Detailed Description

This study planned to enroll 50 patients with lung cancer diagnosed with brain (meningeal) metastases, and all cases were slated to receive radiotherapy and targeted therapy. Patients' clinical data were collected (including but not limited to: age at diagnosis with brain (meningeal) metastases, KPS score, smoking history, stage of disease at diagnosis, time to progress to brain metastases, number of brain metastases, extracranial metastases (ECM), and systemic disease at the time of brain metastases. Anticoagulated whole blood and anticoagulated cerebrospinal fluid were collected before local treatment (samples of primary cancer tissue and metastatic carcinoma of some patients were preserved) and at 7 days, 1 month, 3 months, as well as 6 months after the treatment (time of sample retention was to be determined, Figure 2). DNA was extracted from tumor tissues, genomic DNA was extracted from leukocytes, and cfDNA was extracted from plasma and cerebrospinal fluid, for complete quantitative detection of DNA, DNA library construction, as well as targeted capture sequencing. Tumor-related genes were analyzed, and changes in the tumor burden during the treatment process were evaluated. The clinical significance of cfDNA in the plasma and cerebrospinal fluid for treatment efficacy and prognosis was evaluated, and compared with that of clinical indicators of treatment efficacy.

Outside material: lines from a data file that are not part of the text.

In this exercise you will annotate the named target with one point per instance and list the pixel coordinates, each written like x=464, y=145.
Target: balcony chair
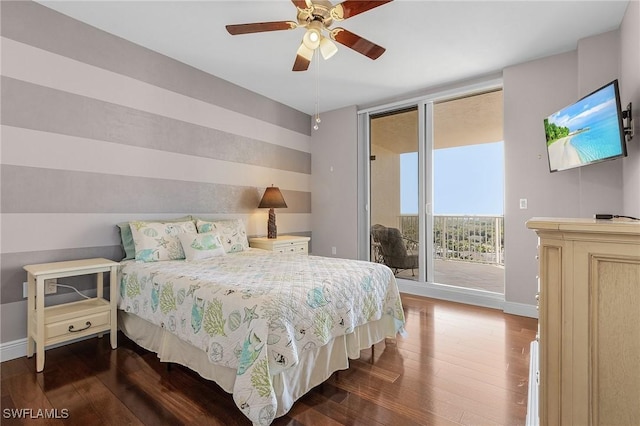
x=393, y=249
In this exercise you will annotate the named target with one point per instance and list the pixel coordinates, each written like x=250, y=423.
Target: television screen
x=587, y=132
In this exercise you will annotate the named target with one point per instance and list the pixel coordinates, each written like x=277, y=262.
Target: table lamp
x=272, y=199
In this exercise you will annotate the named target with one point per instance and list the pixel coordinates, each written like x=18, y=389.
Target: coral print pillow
x=156, y=241
x=201, y=246
x=232, y=233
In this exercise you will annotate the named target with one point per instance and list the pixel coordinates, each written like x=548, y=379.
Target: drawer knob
x=71, y=330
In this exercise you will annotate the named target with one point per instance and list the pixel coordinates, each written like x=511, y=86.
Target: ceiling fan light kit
x=318, y=16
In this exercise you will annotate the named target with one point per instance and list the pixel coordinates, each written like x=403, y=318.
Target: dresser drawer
x=79, y=326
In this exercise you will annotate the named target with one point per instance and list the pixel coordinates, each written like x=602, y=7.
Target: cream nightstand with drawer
x=68, y=321
x=282, y=244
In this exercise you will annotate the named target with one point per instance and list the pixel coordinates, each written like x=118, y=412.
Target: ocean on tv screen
x=591, y=131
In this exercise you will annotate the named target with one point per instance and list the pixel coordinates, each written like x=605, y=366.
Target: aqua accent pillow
x=231, y=231
x=155, y=241
x=201, y=246
x=126, y=239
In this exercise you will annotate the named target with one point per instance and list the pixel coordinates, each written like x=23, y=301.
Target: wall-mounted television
x=587, y=132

This study involved two stages. The first stage was a pre-experiment: samples were retained from 3-5 cases, and mutations in tumor-related genes in the cfDNA in plasma and cerebrospinal fluid were compared. The investigators analyzed, combined with clinical indicators, whether mutations of cfDNA in plasma accord with that of the cerebrospinal fluid and whether mutations of cfDNA in cerebrospinal can reflect the mutational status of tumor cells. The second phase was conducted by expanding the number of cases, based on the first stage.

Study Timeline

• Status Verified: 2017-01
• Study Start: 2017-01
• Study First Submitted: 2017-01-20
• Study First Submitted QC: 2017-01-23
• Last Update Submitted: 2017-01-23
• Study First Posted: 2017-01-24
• Last Update Posted: 2017-01-24
• Primary Completion: 2018-01
• Study Completion: 2018-12

Recruitment & Eligibility

• Status: UNKNOWN
• Sex: All
• Target Recruitment: 50

Inclusion Criteria

1. Patients with confirmed diagnosis of lung adenocarcinoma with brain (meningeal) metastasis.
2. Samples collection should be allowed.

Exclusion Criteria

1. Pregnant women
2. Minors (subjects less than 18 years of age)

Study & Design

• Study Type: OBSERVATIONAL
• Study Design: Not specified

Primary Outcome Measures

Name	Time	Method
investigate new diagnosis method for lung adenocarcinoma with brain (meningeal) metastasis	Participants are followed in 6 months after treatment	Investigate whether the cfDNA can be used for concomitant diagnosis to improve the treatment efficacy and prognosis of patients with brain (meningeal) metastasis by monitoring tumor-related genetic mutations in cfDNA in the plasma and cerebrospinal fluid.